The software converts images of magnitude spectrogram to sounds. Image of the spectrogram may be loaded from a file (e.g. png, jpg), cropped from the loaded file, or drawn from scratch on a blank canvas. The spectrogram is converted to waveform via inverse short-term Fourier transform using zero phase spectrum or the Griffin-Lim algorithm (Griffin & Lim, 1984).

Download

Download and unzip this file. It should contain

pattern_playback.py
tutorial.pdf
README.md
environment.yml
An examples folder

The files are also available on github here.

How to cite

Koo, H. (2022). A digital pattern playback system implemented in Python. Journal of the Acoustical Society of America, 151(4), A132.

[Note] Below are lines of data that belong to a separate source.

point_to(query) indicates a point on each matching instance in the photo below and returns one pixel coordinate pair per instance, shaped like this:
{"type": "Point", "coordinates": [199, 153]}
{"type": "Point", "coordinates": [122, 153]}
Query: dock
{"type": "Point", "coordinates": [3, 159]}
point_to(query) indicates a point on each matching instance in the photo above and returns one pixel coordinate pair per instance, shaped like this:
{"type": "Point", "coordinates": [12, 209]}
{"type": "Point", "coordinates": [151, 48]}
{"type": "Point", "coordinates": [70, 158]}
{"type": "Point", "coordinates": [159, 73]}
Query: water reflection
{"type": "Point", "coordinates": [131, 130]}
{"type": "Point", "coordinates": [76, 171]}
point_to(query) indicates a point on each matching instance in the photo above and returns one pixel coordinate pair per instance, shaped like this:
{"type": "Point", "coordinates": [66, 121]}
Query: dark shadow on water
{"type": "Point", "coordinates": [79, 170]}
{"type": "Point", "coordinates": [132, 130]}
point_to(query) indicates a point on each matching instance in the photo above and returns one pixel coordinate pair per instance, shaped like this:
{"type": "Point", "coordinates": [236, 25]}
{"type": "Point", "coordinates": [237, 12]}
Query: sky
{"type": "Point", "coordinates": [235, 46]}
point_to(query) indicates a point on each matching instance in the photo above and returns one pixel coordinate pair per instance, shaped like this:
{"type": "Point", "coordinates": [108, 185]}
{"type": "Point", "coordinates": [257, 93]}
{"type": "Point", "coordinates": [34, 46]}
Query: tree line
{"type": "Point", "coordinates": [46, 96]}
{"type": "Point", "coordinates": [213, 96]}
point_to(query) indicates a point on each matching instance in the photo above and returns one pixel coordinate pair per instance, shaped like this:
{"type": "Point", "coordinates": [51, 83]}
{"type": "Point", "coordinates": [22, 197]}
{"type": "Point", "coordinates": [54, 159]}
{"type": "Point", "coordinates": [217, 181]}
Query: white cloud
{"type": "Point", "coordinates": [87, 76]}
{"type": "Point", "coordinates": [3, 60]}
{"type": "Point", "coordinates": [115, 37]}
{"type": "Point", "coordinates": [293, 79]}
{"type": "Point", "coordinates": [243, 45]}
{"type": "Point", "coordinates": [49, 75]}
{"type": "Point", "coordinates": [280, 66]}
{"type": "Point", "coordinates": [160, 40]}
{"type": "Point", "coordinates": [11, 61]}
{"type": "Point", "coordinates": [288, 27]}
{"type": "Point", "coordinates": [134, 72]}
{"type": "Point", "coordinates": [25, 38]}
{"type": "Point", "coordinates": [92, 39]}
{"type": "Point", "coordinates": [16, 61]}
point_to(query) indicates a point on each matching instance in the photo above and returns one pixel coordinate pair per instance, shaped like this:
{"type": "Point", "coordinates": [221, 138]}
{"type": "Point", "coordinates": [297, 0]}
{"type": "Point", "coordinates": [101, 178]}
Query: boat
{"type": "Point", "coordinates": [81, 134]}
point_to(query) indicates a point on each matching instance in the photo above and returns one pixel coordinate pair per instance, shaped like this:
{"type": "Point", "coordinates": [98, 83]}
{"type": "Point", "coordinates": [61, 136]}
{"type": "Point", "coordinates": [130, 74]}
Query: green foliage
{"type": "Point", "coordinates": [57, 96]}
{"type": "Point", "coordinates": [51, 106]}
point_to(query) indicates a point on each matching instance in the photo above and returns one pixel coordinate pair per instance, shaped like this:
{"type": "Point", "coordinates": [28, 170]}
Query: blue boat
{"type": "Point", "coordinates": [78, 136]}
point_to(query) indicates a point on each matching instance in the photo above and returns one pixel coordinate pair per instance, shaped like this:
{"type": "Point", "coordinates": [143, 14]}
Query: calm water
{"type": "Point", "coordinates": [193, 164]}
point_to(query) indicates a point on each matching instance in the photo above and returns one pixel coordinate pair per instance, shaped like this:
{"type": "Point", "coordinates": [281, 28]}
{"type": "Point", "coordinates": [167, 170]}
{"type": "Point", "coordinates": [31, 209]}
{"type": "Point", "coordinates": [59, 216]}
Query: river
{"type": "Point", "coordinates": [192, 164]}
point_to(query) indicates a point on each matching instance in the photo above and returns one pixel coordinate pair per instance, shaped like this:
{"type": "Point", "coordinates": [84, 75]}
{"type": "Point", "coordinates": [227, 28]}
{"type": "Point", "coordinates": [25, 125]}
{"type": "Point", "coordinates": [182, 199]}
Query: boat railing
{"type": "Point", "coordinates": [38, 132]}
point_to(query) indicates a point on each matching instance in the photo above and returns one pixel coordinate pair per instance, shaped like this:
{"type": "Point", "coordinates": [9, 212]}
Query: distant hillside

How to install and use the software

Read tutorial.pdf in the zip file. It's also available here.

Examples

Loading image from a jpg file (from here) and converting to waveform using the Griffin-Lim algorithm:

python pattern_playback.py --duration 3 --sampling_rate 16000 --load ./examples/example1.jpg --griffinlim --save_wav ./examples/example1.wav --show_graphs

Input
Output

Cropping image from a png file (from Ladefoged & Johnson, 2014) and converting to waveform using the Griffin-Lim algorithm:

python pattern_playback.py --duration 0.4 --sampling_rate 8000 --load ./examples/example2.png --crop --griffinlim --save_wav ./examples/example2.wav --show_graphs

Input
Output

Cropping image from a png file (from Cooper et al., 1952) and converting to waveform assuming zero phase spectrum:

python pattern_playback.py --duration 1.1 --sampling_rate 8000 --load ./examples/example4.png --crop --save_wav ./examples/example4.wav --show_graphs

Input
Output

Drawing on a blank canvas (my attempt to recreate "salmon" in Cooper the figure above) and converting to waveform assuming zero phase spectrum:

python pattern_playback.py --duration 0.5 --sampling_rate 8000 --draw --save_drawing ./examples/example3.png --save_wav ./examples/example3.wav --show_graphs

Input
Output

References

Cooper, F. S., Delattre, P. C., & Liberman, A. M. (1952). Some experiments on the perception of synthetic speech sounds. Journal of the Acoustical Society of America, 24(6), 597-606.

Griffin, D., & Lim, J. (1984). Signal estimation from modified short-time Fourier transform. IEEE Transactions on Acoustics, Speech, and Signal Processing, 32(2), 236-243.

Ladefoged, P., & Johnson, K. (2014). A Course in Phonetics. Cengage Learning.